De Azara
Darwin es uno de esos personajes que cuanto más te acercas a él, menos te gusta.
Es curioso porque en una de las jornadas que se han celebrado este año en su memoria, era eso precisamente lo que me pareció que flotaba en el aire, un sutil rechazo, una suerte de secreto convencimiento, el cual sería una temeridad expresar en público.
El profesor y académico José Manuel Sánchez Ron, aun alabando con claridad su figura, definió muy bien a Darwin como alguien que era grande porque había sabido subirse a hombros de gigantes, a diferencia de Einstein y de Newton, que fueron genios originales sin subirse a hombros de nadie.
Mientras le escuchaba, venía yo barruntando unos versos que, ahora leo, eran de Lorca: «Ni un solo momento, viejo hermoso Walt Whitman, / he dejado de ver tu barba llena de mariposas» porque, con una barba como hecha de mariposas Apolo, tengo en mi casa un retrato de Darwin, apoyado sobre una columna con una enredadera que quizás define la manera que tuvo de trabajar encaramándose al tronco del saber de otros.
En lo de robar un cacahuete al de al lado, es donde resulta irrefutable que estamos emparentados con los simios.
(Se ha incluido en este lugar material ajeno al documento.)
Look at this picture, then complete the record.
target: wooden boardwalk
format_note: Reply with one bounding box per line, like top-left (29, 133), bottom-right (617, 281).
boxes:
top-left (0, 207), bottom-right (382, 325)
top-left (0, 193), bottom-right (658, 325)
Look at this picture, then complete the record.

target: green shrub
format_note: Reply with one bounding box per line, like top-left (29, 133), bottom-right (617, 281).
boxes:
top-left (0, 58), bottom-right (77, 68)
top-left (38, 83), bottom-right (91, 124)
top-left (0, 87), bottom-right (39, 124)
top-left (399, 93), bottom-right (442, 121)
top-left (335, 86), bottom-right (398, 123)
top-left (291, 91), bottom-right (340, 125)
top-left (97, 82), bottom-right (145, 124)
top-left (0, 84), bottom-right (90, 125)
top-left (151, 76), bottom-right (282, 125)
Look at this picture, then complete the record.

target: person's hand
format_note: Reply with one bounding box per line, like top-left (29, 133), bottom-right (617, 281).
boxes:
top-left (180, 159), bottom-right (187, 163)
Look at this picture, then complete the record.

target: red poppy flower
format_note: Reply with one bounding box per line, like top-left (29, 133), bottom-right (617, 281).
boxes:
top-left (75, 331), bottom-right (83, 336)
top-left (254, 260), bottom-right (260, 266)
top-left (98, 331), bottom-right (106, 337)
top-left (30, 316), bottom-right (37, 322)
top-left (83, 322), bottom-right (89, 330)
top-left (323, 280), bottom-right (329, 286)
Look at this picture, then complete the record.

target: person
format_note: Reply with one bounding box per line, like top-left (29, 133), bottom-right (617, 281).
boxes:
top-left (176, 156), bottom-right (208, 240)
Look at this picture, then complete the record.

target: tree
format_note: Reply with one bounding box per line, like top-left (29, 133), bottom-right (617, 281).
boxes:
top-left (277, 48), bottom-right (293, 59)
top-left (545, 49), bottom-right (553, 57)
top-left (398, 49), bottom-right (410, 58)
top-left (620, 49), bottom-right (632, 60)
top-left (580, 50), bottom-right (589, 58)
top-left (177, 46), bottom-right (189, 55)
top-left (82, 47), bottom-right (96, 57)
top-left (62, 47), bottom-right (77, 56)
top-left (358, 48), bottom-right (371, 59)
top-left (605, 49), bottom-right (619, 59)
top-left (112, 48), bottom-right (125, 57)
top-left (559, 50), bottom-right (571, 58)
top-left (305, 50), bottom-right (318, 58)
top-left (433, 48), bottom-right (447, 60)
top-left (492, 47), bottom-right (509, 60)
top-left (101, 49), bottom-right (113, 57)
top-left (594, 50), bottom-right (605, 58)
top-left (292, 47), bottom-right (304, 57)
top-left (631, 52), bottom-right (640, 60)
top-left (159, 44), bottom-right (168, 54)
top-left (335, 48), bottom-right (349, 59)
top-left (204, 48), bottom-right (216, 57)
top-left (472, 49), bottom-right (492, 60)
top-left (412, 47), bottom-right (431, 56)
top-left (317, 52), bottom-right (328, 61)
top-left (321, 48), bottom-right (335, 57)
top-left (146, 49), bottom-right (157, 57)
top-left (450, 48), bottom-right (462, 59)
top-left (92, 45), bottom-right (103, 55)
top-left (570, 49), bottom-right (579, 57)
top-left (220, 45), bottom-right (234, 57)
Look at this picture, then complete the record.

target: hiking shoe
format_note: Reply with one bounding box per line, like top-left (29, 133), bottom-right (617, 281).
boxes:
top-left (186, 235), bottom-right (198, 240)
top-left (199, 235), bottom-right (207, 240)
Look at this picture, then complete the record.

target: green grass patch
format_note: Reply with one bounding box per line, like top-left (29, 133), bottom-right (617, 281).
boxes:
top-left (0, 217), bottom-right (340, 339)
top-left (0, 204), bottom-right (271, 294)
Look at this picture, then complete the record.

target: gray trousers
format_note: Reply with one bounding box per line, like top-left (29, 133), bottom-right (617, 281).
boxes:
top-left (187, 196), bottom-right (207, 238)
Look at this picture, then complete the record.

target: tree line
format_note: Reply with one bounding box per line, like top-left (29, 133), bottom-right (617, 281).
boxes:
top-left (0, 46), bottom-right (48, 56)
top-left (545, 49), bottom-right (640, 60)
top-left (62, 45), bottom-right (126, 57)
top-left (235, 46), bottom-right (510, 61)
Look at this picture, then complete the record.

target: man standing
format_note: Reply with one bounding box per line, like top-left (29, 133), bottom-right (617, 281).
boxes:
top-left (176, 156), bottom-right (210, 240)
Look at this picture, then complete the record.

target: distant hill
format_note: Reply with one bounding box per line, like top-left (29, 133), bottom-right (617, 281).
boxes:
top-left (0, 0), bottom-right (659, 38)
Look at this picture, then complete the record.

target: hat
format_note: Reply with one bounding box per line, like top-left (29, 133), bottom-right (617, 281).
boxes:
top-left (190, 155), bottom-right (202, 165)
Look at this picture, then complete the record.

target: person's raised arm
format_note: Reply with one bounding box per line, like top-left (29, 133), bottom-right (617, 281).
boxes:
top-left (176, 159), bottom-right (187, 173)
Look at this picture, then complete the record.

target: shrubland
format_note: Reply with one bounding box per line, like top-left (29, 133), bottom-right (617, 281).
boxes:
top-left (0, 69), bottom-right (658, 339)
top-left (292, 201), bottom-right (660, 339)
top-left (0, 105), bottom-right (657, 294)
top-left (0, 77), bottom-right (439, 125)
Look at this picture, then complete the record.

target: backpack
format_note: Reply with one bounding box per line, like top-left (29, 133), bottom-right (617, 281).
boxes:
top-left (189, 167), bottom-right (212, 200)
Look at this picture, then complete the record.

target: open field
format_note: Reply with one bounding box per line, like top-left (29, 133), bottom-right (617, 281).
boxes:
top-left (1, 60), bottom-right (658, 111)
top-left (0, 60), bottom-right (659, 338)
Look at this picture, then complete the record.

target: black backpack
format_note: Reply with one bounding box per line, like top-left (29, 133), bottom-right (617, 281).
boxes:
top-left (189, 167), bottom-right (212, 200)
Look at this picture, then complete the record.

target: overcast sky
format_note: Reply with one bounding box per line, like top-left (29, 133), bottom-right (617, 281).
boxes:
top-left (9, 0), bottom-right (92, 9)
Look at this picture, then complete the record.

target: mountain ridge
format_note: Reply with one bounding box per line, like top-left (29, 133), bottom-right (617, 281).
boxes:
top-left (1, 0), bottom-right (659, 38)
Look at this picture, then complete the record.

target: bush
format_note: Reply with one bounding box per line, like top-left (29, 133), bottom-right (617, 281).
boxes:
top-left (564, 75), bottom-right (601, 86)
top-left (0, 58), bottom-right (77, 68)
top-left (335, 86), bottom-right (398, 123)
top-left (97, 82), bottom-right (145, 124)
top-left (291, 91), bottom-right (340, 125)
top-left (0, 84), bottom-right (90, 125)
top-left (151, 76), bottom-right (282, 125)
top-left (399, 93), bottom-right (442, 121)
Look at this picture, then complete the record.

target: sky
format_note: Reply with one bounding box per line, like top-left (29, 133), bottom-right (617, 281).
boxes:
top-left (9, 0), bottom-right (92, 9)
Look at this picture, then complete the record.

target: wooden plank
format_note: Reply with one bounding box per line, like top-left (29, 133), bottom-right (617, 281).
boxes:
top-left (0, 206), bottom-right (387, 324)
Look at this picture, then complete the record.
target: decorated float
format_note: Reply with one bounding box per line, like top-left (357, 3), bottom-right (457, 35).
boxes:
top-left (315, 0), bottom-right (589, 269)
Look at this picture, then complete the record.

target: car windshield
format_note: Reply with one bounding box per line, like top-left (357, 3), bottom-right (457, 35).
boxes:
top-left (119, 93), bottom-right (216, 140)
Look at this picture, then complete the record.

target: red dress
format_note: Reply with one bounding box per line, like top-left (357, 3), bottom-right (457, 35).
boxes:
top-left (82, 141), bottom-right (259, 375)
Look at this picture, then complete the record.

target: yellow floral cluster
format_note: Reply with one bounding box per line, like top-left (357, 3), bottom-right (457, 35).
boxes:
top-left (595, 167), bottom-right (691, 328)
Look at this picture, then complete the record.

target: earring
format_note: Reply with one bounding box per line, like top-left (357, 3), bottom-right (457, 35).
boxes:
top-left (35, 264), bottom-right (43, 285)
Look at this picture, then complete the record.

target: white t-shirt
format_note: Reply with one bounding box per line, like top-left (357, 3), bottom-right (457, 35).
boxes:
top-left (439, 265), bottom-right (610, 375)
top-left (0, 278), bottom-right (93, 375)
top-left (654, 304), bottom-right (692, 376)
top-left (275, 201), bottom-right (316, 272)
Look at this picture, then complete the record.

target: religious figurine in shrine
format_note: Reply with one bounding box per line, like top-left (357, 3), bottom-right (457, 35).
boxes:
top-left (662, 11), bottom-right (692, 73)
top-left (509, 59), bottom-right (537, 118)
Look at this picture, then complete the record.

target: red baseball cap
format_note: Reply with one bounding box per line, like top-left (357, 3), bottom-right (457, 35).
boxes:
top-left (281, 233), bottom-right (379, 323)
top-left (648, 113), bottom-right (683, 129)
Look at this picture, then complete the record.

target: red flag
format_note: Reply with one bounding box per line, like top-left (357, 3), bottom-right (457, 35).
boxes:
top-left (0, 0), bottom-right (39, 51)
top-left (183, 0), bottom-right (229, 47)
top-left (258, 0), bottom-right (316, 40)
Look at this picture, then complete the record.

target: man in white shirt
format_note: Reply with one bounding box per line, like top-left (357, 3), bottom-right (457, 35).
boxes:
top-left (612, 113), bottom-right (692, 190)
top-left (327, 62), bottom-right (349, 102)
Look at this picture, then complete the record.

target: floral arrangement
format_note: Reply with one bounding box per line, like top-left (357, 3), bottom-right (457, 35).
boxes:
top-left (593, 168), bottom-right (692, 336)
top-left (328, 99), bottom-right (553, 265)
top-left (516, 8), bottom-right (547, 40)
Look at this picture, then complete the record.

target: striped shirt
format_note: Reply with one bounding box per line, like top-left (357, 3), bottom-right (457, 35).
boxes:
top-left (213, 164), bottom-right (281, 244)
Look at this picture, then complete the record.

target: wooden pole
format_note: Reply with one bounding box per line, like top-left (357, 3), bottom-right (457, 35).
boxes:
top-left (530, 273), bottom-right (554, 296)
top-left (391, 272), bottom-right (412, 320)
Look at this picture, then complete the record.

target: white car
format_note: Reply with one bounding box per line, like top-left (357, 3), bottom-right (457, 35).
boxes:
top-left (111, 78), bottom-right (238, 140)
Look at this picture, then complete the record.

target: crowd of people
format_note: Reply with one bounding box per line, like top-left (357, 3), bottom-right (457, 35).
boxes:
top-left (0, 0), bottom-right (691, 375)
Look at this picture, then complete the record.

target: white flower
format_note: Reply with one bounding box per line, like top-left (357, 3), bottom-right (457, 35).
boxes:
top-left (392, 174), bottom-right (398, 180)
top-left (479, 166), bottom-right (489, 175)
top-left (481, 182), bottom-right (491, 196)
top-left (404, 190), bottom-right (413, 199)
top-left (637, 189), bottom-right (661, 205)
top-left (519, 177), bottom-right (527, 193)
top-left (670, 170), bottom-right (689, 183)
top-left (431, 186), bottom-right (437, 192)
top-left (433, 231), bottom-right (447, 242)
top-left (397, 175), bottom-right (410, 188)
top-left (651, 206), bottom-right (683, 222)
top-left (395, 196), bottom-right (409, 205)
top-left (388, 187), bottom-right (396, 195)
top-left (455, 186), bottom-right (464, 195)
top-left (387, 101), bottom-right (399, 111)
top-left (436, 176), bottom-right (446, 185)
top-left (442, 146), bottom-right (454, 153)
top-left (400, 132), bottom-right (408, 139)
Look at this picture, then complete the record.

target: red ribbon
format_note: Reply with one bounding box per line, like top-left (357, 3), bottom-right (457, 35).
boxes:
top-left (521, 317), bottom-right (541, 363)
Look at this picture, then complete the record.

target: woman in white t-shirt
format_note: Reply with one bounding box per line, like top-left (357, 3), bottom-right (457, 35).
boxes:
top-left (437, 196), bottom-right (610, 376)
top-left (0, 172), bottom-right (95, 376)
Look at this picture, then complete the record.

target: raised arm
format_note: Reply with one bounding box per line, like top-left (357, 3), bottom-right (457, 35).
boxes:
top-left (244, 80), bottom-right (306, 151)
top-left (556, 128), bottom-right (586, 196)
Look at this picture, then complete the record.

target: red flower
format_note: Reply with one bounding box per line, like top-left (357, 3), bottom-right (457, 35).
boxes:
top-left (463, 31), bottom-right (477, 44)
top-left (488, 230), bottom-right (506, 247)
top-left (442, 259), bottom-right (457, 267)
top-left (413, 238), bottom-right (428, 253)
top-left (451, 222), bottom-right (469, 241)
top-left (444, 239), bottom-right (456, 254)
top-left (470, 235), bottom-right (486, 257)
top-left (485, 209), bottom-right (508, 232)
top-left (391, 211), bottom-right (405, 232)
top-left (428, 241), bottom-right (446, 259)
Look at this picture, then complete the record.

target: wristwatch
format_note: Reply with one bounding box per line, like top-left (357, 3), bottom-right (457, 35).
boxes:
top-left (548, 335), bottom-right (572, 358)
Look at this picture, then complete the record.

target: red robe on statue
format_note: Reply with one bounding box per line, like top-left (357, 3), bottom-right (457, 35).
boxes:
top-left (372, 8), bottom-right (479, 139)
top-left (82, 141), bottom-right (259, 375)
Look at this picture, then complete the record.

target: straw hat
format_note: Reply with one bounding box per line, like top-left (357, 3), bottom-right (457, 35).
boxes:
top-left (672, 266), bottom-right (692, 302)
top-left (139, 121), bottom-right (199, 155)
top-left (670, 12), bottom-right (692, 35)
Que yo haya leído, la evolución no la nombra Darwin en «El origen de las especies» y sí, con Wallace, la selección natural. Y hasta en sus opiniones más originales a partir de la selección artificial con los animales domésticos, un naturalista español, del que Darwin fue gran lector, las apuntó antes que él.
Por eso hoy, entre tanto fasto por el bicentenario del nacimiento de Darwin, reclamo el cacahuete para Azara. Y digo: Félix de Azara: ¡cuánto me gustas cuanto más te conozco!